Recognition of the OCA


I have been visiting an OCA Church and was wandering if the OCA has gained official recognition from Constantinople (or any other Church besides the Russian) yet. The books and such I’ve read to learn about the faith state that it had not, but they are a bit dated.


Concerning recognition of the Orthodox Church in America (OCA), while the other autocephalous churches acknowledge that we are indeed a canonical church body with a canonical hierarchy—here there is really no debate—not all of the other autocephalous churches recognize our autocephalous status.

The Churches of Russia, Poland, the Czech Lands and Slovakia, Bulgaria, and I believe Romania recognize the autocephaly of the OCA, while the others do not. The Church of Serbia, while to my knowledge never issuing a statement one way or the other, does regularly address correspondence to our Metropolitan Theodosius using the forms of address and closure appropriate to an autocephalous church.

If one studies the histories of most autocephalous churches, you will quickly note that in virtually every instance, universal recognition of a church’s autocephaly has never come in an instant. Even the Church of Russia’s autocephaly took well over 100 years to be recognized.


One other question on the OCA. If I’m not mistaken, the OCA orginally came about as part of a decree set from St Tikhon to the exiled bishops of Russia.

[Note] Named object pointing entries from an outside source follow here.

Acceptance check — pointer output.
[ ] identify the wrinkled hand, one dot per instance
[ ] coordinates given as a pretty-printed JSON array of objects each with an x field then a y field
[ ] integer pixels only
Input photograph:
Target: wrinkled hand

Are the bishops, priest, etc. still mostly Russian, or Greek, etc. This is more for general curiosity than anything else.


The OCA traces its roots to 1794 with the arrival of missionaries in Kodiak, Alaska. Until a few years after the 1917 Russian Revolution, the OCA—at that time variously known as the North American Mission of the Russian Orthodox Church, the Russian Orthodox Church of North America, etc.—was the only Orthodox ecclesiastical entity on the continent. Hence, we existed before the decree of Saint Tikhon sent to exiled bishops. At the time, the North American bishops were, in fact, not exiles, but most had been here for a number of years. And even one of them, Raphael Hawaweeny, of Middle Eastern descent, was the first Orthodox bishop to be consecrated in North America.

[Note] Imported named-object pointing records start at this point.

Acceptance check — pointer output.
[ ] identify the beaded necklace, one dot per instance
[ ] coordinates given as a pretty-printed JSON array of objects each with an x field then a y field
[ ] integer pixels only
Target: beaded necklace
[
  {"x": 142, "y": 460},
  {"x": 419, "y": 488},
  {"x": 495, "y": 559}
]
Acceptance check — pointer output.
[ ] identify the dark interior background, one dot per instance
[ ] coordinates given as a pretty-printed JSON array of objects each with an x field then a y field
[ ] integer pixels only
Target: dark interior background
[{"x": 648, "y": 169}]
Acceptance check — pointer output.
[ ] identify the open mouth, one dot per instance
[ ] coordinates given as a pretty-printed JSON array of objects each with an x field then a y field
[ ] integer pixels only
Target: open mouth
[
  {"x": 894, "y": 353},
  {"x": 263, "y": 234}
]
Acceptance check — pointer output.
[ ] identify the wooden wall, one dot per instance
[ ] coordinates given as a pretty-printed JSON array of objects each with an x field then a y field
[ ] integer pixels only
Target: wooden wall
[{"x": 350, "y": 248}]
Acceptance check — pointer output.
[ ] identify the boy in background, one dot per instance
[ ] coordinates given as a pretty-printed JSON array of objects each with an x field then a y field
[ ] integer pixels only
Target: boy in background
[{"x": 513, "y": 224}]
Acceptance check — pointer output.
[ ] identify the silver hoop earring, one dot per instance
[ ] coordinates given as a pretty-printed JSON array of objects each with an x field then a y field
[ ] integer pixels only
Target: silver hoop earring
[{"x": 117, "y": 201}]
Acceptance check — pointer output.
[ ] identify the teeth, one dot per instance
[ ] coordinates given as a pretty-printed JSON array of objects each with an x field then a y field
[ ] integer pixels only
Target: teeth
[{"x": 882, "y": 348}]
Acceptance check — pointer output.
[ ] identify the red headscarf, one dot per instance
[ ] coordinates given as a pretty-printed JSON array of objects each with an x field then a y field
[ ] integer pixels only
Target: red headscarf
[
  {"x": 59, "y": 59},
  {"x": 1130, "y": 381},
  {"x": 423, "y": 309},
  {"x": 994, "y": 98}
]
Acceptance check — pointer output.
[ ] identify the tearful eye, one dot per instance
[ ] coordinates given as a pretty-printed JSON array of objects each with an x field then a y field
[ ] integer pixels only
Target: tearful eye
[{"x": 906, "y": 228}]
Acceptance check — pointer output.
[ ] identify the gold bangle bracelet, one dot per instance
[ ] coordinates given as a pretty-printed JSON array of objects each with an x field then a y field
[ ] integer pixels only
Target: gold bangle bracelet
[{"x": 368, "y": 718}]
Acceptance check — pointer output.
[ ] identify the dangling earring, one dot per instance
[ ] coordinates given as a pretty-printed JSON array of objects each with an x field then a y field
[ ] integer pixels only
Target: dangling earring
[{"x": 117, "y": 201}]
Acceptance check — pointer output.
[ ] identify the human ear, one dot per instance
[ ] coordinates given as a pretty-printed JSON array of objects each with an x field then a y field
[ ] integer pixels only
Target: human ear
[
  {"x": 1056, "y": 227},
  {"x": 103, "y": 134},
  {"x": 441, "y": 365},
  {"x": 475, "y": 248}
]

Today, the majority of our hierarchs are converts to Orthodoxy. While Metropolitan Theodosius, Archbishop Kyrill of Western Pennsylvania and Archbishop Herman of Eastern Pennsylvania are all “cradle” Orthodox, our other bishops—Archbishop Peter of New York, Archbishop Dmitri of Dallas, and Bishops Nathaniel of Detroit, Job of Chicago, Tikhon of San Francisco, Seraphim of Ottawa, and Innocent of Anchorage—are all converts to Orthodoxy. A large percentage of our clergy are also converts to the faith.